Ranking is a popular machine learning problem that has been studied extensively for more then a decade. Typical machine learning algorithms are generally built to optimize predictive performance (usually measured in accuracy) by minimizing classification error. However, there are many real world problems, where correct ordering of instances is of equal or greater importance than correct classification. Learning algorithms that are built to minimize classification error are often not effective when ordering within or among classes. This gap in research created a necessity to alter the objective of such algorithms to focus on correct ranking rather then classification.

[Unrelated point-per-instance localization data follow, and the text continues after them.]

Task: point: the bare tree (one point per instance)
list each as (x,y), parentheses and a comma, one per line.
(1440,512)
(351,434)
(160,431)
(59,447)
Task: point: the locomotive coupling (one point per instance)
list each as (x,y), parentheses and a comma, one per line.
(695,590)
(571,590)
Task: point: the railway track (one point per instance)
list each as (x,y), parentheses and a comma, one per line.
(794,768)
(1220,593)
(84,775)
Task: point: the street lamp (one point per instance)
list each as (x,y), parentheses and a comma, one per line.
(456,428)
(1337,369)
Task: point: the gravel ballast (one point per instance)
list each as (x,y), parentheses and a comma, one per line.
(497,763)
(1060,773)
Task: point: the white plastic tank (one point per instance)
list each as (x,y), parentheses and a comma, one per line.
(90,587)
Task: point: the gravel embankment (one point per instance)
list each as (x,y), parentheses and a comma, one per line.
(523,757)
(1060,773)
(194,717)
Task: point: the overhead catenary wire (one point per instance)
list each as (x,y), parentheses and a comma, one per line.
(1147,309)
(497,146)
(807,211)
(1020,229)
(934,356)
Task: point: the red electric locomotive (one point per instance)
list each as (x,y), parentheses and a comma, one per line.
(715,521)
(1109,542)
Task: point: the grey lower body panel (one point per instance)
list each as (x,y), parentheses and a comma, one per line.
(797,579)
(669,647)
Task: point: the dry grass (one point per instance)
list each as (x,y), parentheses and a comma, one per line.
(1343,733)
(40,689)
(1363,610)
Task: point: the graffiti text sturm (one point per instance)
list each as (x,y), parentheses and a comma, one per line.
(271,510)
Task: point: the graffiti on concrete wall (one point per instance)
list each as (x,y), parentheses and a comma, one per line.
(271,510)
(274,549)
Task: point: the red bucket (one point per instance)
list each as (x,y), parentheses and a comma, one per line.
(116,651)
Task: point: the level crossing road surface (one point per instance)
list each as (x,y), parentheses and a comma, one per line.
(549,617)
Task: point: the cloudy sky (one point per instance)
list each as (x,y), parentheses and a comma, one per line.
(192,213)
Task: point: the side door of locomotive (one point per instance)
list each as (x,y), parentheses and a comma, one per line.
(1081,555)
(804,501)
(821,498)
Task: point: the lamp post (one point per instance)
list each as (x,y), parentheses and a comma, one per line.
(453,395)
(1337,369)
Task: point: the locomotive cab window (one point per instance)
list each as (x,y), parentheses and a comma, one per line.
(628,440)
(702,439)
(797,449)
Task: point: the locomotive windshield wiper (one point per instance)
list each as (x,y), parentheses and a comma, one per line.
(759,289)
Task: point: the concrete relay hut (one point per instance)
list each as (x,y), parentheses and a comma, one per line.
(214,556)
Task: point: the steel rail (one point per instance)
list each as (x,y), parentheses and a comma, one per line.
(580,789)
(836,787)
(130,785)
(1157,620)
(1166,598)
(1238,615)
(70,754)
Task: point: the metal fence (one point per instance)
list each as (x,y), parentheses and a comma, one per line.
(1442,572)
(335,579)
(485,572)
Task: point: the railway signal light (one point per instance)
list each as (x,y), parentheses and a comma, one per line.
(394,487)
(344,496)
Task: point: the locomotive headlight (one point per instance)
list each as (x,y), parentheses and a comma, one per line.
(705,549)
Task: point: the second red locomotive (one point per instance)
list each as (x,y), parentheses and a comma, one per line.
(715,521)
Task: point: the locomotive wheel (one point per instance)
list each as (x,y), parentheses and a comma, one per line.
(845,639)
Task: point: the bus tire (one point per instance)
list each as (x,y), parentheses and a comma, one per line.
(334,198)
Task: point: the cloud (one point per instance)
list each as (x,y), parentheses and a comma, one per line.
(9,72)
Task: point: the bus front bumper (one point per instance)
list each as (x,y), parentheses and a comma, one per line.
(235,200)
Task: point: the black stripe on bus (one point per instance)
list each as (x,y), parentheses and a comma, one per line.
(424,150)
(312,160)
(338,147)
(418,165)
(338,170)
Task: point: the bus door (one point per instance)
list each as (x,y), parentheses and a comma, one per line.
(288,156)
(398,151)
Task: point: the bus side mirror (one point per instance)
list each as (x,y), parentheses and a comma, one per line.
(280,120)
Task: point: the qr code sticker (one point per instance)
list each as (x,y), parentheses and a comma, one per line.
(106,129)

Area Under the ROC Curve (AUC) is a widely accepted performance measure for evaluating ranking performance in binary classification problems. The AUC is equivalent to the Wicoxon-Mann-Whitney (WMW) statistic. We present a linear programming approach, similar to 1-norm Support Vector Machines (SVM), for instance ranking in the context of binary classification by an approximation to the WMW statistic. Our formulation handles non-linear problems by making use of kernel functions. We have tested our ranking algorithm on several well-known benchmark datasets for performance comparison. The results show that our approach performs favorably compared to state of the art classification algorithms when an RBF kernel is used. The number of constraints in the linear programming formulation increases quadratically with the number of data points considered for the training of the algorithm. We tackle this problem with implementing a number of exact and approximate speed-up approaches inspired by well-known methods such as chunking and clustering.

Apr 13 (Fri), 2:30-3:20, S181 PBB

Economics of Brief Reductions in Setup, Procedure, and/or Cleanup Times in Operating Rooms

Franklin Dexter, MD, PhD (more info)
Director, Division of Management Consulting
Professor, Departments of Anesthesia and Health Management & Policy
University of Iowa

A common question for OR/MS/IE personnel in healthcare is how to reduce process time to increase patient flow. However, often such efforts are relatively unimportant. The costs are typically fixed on the day of surgery. Furthermore, the workday is brief while marginal revenue is small relative to variable costs. The consequence is that queues should be brief, and reducing processing time should not result in increased production. The benefit of discrete event simulation of the processes has, in fact, been mostly as a mechanism (analogous to Monte-Carlo simulation) to test statistical methods to analyze operating room managerial data.